Perimeterx and Neiman Marcus websites are tricky. Using Chrome the spider get stuck loading some script, so I used Brave. Probably it’s an issue of the website and not related to the anti-bot. After some try, my IP got blocked for several minutes and this is a sign that in a production environment, we would probably need some proxies
F5 is again a piece of cake to bypass with a plain script.
Second run - on a datacenter, without proxies
Let’s repeat the tests made before but from a VM inside a server on AWS, tests in the file tests_remote.py.
Cloudflare blocked on the home page with their verification challenge
Datadome blocked us with a captcha when loading the home page
Kasada stopped working, showing a blank page both with Chrome and Brave when loading the home page.
Perimeterx worked when we loaded the first page but then got banned when trying to load the product category.

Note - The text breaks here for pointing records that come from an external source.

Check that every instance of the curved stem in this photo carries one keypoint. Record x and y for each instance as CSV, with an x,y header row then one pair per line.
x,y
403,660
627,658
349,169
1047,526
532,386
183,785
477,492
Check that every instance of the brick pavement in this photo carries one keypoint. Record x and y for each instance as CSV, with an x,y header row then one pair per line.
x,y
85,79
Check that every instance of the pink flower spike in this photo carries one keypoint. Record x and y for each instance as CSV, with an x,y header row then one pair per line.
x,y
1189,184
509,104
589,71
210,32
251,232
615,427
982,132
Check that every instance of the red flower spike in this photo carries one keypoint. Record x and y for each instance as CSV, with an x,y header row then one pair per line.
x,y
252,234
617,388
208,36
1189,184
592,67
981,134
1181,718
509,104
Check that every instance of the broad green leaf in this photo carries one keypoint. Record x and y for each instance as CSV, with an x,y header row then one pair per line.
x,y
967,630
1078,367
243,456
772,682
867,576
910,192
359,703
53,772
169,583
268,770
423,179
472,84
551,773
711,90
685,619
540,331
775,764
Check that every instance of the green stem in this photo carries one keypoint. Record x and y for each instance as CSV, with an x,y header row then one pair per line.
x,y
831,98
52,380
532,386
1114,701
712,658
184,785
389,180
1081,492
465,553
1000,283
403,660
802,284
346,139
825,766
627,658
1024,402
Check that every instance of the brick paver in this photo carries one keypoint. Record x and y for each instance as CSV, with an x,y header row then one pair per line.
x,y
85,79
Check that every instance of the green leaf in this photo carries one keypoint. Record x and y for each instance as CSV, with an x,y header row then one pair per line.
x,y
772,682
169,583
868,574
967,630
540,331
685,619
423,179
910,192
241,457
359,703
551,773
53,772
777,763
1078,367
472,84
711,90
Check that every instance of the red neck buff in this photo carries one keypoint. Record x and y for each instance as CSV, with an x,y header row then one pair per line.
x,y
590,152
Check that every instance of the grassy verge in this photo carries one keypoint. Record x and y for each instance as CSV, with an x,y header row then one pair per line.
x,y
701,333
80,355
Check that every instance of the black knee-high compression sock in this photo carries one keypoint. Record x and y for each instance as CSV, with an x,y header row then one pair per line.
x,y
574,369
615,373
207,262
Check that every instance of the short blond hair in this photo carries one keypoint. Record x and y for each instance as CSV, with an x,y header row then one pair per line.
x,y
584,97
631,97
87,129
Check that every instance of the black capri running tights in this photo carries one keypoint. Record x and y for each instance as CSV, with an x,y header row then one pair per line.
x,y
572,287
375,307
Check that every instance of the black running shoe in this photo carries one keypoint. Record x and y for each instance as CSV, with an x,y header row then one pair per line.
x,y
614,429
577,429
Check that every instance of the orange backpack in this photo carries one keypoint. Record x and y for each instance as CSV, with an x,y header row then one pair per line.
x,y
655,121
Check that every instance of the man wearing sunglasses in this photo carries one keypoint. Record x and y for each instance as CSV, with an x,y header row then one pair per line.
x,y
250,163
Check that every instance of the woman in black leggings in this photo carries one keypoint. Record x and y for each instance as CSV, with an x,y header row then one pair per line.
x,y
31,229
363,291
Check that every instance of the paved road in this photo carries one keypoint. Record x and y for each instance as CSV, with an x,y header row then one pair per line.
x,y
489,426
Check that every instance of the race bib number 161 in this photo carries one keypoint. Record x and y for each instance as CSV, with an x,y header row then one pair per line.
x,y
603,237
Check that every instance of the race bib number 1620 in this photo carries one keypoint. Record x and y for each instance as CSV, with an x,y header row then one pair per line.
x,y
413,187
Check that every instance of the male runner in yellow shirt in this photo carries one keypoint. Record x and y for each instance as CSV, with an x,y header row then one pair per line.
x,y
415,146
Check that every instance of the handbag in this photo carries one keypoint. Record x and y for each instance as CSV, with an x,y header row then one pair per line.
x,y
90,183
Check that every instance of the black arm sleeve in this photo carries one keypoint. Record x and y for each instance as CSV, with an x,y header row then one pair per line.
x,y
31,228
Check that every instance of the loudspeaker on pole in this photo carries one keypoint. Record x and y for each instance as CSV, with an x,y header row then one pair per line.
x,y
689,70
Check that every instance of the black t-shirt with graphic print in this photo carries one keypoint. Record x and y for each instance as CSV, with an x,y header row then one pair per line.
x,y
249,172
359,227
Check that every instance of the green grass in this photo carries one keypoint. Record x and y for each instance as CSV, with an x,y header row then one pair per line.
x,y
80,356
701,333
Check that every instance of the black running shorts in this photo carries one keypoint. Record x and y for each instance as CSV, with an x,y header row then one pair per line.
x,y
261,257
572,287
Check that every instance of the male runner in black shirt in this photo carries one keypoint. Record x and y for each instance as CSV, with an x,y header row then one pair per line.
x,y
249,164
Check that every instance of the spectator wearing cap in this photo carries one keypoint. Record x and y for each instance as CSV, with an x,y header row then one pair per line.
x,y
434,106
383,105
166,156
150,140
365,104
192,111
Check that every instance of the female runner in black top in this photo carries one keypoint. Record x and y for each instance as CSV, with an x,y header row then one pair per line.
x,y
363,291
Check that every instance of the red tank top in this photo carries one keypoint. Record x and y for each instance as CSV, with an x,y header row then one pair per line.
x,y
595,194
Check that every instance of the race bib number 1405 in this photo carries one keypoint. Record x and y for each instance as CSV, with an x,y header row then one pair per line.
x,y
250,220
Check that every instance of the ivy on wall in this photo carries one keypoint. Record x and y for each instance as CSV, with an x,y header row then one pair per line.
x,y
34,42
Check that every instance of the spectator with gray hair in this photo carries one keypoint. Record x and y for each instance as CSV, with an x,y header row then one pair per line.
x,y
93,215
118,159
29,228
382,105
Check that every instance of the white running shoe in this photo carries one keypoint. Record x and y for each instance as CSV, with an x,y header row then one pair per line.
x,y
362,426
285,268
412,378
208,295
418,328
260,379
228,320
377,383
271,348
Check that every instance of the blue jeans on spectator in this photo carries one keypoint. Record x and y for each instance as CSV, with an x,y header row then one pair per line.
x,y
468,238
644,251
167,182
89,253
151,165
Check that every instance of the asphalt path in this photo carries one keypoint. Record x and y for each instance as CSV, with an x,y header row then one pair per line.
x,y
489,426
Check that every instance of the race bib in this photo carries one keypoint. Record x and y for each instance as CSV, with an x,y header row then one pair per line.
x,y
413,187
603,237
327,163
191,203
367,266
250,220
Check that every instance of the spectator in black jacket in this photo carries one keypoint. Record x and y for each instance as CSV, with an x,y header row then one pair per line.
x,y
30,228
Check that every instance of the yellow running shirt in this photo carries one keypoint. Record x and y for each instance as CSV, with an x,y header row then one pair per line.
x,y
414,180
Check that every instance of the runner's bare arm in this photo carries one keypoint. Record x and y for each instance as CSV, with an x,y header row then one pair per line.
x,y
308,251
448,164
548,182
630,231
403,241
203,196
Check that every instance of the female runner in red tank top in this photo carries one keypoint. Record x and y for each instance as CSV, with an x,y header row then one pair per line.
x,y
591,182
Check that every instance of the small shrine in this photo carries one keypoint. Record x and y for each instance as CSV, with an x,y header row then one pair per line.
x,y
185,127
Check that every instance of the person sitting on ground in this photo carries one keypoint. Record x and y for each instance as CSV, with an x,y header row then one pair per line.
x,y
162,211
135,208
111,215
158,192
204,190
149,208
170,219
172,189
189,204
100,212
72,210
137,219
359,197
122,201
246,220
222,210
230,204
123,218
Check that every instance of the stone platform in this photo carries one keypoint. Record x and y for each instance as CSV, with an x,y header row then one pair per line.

F5 stopped working, we got banned when loading the first page.
The reason for all these failures is simple: AWS publishes the ranges of the IPs of their datacenter so for anti-bots it’s very easy to understand if the traffic is coming from the AWS Cloud. Assuming that this traffic is coming from bots, they raise some red flags then they see an IP belonging to those ranges.
Third run - on a datacenter, with residential proxies
Adding an authenticated proxy on undetected-chromedriver is quite a pain in the back, so I cheated a bit. I’ve whitelisted my IP in the Smartproxy console so I could use only the endpoint as a proxy, without the need to pass username and password.
The modified script is called tests_remote_withproxy.py and runs as before from a VM machine in a AWS datacenter.
With this configuration, we have mixed results, depending on how much the anti-bot relies on device fingerprinting rather than IP-related data.
In fact, Cloudflare, Datadome and Kasada blocked us even with residential proxies while PerimeterX and F5 are bypassed.
Final remarks
Here’s a recap of the results of these tests.
Undoubtedly undetected Chromedriver is a great tool, and we can see it when running locally. Every anti-bot test is bypassed and, being a free and open-source tool, this helps greatly freelancers and occasional scraping.
But when we need to scrape on a production environment, we need to deploy our scrapers in datacenters mainly, and more and more advanced fingerprinting techniques are tackling hard these configurations. Even if we use residential proxies, which help us bypass PerimeterX and F5, the hardware fingerprinting is still too strong to be handled by Undetected Chromedriver.
In these cases, tools made to measure like Smartproxy Site Unblocker (here’s the full review), are probably the best tools to scrape without worries also the hardest sites.
Alternatively, we can check from website to website what’s the best tool, as an example in our The Lab series we have seen how Cloudflare could be bypassed with Playwright.
It’s challenging but less than changing the traditional data pipeline by deploying the scrapers not in a datacenter but in workstations hosted somewhere.